The event also gave those in charge of the thriving facility the chance to recognise the help they received as part of their 2013 refurbishment programme - and those who use the centre the chance to promote their group and organisation.

As part the revamp project, the original methodist chapel had its 140-year-old roof renewed and the car park was resurfaced and re-lined.

A memorial plaque was unveiled on Saturday by Breckland District Council leader Michael Wassell and Watton Town Council’s deputy mayor John Rogers in celebration.

Mr Wassell said: “This is a great community facility and Breckland has been very happy to help fund this facility. It’s important that the district council and town council are able to contribute to a building like this which is used by so many organisations in the community, including Breckland Council itself which uses it as one its polling stations for elections.”

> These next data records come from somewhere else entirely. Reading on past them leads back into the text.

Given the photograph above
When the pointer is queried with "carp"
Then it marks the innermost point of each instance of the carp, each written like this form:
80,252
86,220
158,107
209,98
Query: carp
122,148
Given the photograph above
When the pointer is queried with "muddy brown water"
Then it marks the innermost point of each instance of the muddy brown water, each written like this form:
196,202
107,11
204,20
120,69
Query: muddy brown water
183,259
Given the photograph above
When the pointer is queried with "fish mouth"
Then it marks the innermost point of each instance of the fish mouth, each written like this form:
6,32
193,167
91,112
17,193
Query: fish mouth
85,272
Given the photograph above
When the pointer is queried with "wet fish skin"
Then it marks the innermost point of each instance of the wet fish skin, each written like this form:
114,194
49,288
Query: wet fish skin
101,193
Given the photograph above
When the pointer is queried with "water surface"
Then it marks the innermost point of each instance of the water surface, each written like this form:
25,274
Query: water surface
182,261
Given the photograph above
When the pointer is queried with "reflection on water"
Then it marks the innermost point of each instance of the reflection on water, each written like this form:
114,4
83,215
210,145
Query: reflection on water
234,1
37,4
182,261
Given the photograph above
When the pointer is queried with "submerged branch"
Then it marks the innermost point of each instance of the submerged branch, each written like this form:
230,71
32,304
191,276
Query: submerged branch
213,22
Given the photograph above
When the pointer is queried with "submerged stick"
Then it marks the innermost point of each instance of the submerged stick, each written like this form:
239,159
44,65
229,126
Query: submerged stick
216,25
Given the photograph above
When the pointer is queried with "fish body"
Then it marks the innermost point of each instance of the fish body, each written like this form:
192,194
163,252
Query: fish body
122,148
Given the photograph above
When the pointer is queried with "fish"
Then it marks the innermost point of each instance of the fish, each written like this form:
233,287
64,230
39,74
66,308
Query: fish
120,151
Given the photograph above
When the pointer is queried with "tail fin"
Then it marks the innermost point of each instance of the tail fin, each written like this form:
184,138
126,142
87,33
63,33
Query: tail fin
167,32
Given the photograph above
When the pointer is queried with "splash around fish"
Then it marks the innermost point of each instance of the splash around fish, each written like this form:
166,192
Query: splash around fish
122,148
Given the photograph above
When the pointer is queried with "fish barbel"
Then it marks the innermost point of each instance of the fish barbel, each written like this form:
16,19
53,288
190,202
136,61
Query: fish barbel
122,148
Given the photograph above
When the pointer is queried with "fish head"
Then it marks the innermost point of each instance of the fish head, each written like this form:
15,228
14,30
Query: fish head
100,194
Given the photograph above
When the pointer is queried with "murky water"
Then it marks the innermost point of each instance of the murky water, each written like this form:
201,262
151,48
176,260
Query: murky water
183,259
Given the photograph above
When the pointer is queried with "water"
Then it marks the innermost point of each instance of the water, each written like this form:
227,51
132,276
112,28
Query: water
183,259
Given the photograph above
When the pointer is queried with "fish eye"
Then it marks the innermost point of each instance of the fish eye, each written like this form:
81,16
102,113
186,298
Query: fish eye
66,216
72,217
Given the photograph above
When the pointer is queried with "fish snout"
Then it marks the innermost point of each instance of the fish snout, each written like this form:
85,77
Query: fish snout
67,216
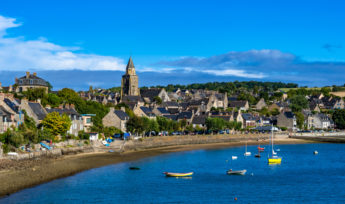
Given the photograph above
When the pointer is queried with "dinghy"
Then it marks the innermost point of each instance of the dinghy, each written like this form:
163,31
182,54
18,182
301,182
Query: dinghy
238,172
171,174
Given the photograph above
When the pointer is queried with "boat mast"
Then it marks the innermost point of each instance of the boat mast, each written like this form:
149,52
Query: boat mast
272,140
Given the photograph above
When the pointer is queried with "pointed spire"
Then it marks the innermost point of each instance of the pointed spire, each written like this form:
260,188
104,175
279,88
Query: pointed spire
130,63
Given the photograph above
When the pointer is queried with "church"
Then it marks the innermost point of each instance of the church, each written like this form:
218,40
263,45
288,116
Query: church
129,83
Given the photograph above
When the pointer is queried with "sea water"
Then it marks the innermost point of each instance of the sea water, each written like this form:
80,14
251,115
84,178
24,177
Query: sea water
302,177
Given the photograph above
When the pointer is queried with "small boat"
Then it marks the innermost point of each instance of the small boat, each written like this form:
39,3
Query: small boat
274,159
170,174
238,172
246,153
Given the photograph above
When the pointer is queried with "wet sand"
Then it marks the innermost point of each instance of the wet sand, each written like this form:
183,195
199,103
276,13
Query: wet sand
18,175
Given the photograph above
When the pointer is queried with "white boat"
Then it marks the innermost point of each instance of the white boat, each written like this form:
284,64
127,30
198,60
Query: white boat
237,172
274,158
246,153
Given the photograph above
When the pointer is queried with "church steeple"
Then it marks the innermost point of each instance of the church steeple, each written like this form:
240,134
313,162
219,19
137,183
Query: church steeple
129,83
130,69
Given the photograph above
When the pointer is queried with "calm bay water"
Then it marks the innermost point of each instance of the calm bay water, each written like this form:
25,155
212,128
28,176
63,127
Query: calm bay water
301,178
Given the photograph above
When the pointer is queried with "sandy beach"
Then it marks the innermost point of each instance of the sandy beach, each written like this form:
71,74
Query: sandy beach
18,175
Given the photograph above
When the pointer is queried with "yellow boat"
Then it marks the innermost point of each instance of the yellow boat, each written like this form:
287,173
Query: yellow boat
275,160
170,174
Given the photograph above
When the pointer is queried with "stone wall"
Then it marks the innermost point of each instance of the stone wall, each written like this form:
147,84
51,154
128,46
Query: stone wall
164,141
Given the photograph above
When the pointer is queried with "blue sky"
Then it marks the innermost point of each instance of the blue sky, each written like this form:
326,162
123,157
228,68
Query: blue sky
180,41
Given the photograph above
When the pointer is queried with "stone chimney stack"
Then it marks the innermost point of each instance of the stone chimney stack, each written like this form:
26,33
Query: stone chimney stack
123,109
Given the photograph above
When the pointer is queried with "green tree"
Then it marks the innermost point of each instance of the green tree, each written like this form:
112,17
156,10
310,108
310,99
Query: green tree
299,120
339,118
56,124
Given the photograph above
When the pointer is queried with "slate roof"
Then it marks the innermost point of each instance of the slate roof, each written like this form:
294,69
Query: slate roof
70,112
185,115
38,110
6,115
247,116
163,111
170,103
236,104
132,99
150,93
10,104
173,110
122,115
32,80
289,114
147,111
172,117
199,120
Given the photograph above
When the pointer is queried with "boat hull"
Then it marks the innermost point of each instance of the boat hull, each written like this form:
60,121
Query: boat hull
275,160
170,174
240,172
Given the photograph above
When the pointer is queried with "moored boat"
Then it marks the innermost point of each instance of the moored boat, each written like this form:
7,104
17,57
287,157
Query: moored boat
274,159
171,174
237,172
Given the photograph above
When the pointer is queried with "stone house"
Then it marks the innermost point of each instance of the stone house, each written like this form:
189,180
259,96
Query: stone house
240,105
34,110
160,111
116,118
149,95
288,120
319,121
260,104
143,111
76,119
30,81
199,121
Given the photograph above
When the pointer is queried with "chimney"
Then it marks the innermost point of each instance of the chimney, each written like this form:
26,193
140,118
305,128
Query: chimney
123,109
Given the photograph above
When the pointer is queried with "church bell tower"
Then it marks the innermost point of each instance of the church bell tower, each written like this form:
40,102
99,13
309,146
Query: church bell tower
129,83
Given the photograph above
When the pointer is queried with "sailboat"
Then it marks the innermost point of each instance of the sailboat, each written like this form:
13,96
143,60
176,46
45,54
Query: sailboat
247,153
274,158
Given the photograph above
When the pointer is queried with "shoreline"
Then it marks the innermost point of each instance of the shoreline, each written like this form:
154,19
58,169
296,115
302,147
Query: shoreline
39,171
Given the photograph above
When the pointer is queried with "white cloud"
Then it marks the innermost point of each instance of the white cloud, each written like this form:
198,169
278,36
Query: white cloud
234,72
16,54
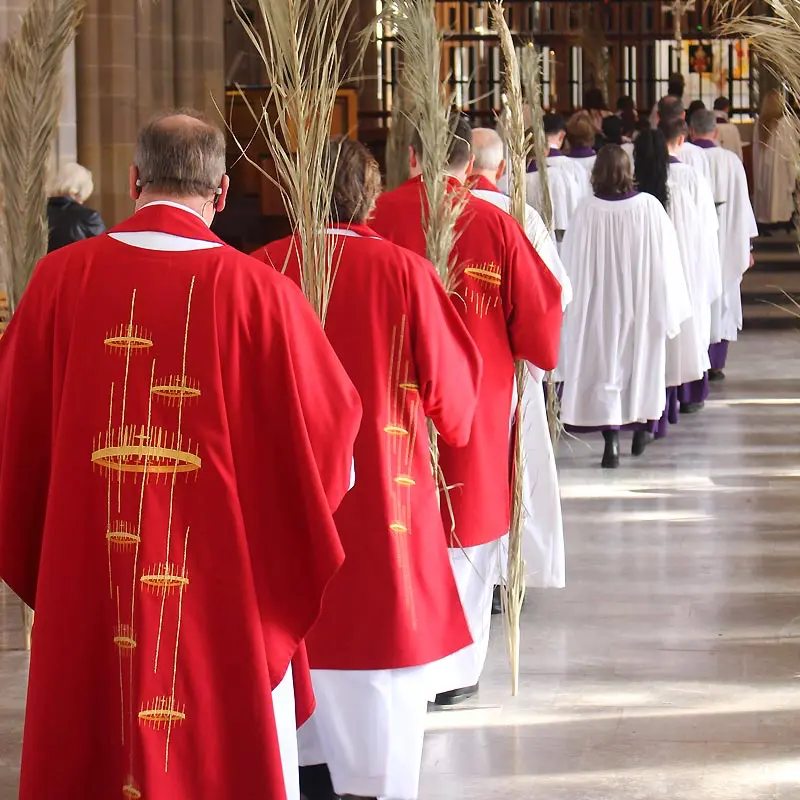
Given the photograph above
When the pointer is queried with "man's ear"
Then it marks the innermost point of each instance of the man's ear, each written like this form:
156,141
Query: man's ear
134,187
222,197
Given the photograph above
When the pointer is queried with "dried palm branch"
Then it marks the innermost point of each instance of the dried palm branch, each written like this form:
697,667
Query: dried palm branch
30,103
516,142
417,35
399,138
775,39
419,39
303,63
531,76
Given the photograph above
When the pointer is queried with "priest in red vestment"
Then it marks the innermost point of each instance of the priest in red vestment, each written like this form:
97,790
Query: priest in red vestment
176,431
392,614
511,304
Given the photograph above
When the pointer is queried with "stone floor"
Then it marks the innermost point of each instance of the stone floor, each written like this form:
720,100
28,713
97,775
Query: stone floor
670,667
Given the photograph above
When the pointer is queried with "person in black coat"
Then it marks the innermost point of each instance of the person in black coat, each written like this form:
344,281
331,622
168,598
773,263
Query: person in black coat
68,219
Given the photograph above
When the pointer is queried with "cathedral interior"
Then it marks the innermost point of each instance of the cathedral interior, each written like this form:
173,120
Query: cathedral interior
668,666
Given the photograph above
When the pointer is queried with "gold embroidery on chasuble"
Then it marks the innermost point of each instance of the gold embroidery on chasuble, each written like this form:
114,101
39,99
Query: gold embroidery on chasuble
136,457
403,403
482,290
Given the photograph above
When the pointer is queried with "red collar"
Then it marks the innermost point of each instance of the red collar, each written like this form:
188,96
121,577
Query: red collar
168,219
481,183
452,183
361,229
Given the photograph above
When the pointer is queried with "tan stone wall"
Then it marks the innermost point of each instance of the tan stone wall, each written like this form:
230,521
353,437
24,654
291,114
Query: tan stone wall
137,58
65,148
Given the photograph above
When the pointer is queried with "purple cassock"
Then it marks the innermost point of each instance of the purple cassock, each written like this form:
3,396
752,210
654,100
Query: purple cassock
718,355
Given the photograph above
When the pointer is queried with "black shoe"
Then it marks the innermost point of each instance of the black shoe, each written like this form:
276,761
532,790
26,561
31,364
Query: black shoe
640,441
455,696
611,453
316,784
497,601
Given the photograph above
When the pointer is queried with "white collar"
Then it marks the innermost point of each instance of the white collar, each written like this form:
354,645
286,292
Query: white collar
175,205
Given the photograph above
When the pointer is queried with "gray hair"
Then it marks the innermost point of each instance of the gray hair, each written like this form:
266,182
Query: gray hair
180,154
704,121
72,180
487,148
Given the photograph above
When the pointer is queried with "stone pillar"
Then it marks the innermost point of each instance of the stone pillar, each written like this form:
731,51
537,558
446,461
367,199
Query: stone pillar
199,79
137,58
107,100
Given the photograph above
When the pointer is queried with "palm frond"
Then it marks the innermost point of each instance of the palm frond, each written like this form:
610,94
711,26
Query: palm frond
531,77
302,59
516,142
399,138
30,103
775,40
418,37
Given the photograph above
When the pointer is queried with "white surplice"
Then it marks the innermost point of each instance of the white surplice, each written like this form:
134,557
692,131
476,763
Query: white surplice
728,136
629,296
543,529
692,211
565,194
695,157
775,167
737,227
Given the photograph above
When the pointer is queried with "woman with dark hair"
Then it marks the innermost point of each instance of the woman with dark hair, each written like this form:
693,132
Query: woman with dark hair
694,106
581,134
651,166
629,296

Mr Rogers added: “It’s a wonderful facility and it’s used by so many groups. It’s somewhere they can all meet and hold functions and it’s an important facility for the people of Watton and the surrounding villages.”

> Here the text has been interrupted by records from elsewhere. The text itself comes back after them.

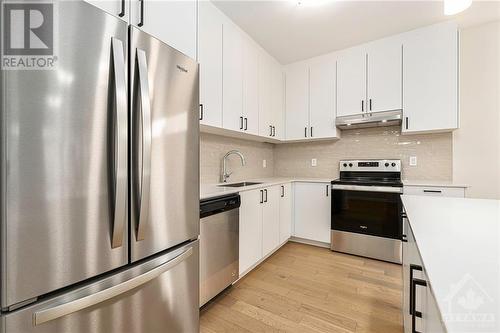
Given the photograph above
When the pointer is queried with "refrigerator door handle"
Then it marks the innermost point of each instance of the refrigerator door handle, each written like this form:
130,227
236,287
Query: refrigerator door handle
120,143
145,170
61,310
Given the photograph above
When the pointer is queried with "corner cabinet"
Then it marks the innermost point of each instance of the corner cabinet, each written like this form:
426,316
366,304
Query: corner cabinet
312,211
173,22
430,79
420,311
310,100
210,58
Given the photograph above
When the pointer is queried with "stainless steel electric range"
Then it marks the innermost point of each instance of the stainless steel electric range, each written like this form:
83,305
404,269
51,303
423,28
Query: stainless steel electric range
366,209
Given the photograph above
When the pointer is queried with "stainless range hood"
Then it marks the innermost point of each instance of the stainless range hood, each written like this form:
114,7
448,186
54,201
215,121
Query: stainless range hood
375,119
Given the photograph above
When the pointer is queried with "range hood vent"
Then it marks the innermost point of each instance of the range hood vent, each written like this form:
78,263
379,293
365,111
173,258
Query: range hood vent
375,119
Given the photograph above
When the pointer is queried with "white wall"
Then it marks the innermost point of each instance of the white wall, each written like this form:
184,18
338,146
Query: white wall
476,145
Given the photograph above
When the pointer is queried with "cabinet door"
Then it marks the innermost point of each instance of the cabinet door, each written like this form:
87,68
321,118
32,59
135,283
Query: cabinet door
285,212
322,100
232,74
210,59
351,82
114,7
250,242
173,22
265,96
271,220
297,102
251,86
384,76
277,100
430,79
312,211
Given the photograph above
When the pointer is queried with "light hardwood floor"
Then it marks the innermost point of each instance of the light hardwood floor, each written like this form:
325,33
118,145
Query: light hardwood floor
302,288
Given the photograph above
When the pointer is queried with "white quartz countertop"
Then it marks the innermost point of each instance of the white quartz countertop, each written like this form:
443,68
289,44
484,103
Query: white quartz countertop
459,242
433,183
215,190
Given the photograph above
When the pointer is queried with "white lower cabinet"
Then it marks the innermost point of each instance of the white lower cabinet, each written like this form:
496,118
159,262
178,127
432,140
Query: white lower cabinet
271,219
426,312
312,211
260,228
285,212
456,192
250,229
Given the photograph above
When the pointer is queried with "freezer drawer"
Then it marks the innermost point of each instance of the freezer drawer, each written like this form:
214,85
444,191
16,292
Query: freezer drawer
160,295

The centre, which is run by the Methodist church and St Mary’s parish church, is used by groups including art and fitness classes, a railway club, the Norfolk Wildlife Trust, Wayland Lacemakers, the Surestart Children’s Centre in Watton and music groups.

Facilities offered at the centre include two large meeting rooms, a fully-equipped kitchen, toilets, offices and car parking.

Last year’s refurbishment project cost some £17,000, of which the management committee needed to find £4,500.

Organisations which funded the project included the Geoffrey Watling Charity, Paul Bassam Trust, Watton Town Council, Breckland District Council and Methodist Insurance plus individual donations and funds from the Women’s Institute.

Deacon Steve Sowerby, from the Methodist church, said: “The centre is the focal point of the community and it’s good to have somewhere where people can come and feel comfortable; people who have nothing to do with the church come here and feel comfortable and use the centre, feel part of the community and enjoy whatever it is they are using the centre for.

“So many groups use the centre - it’s a thriving community.”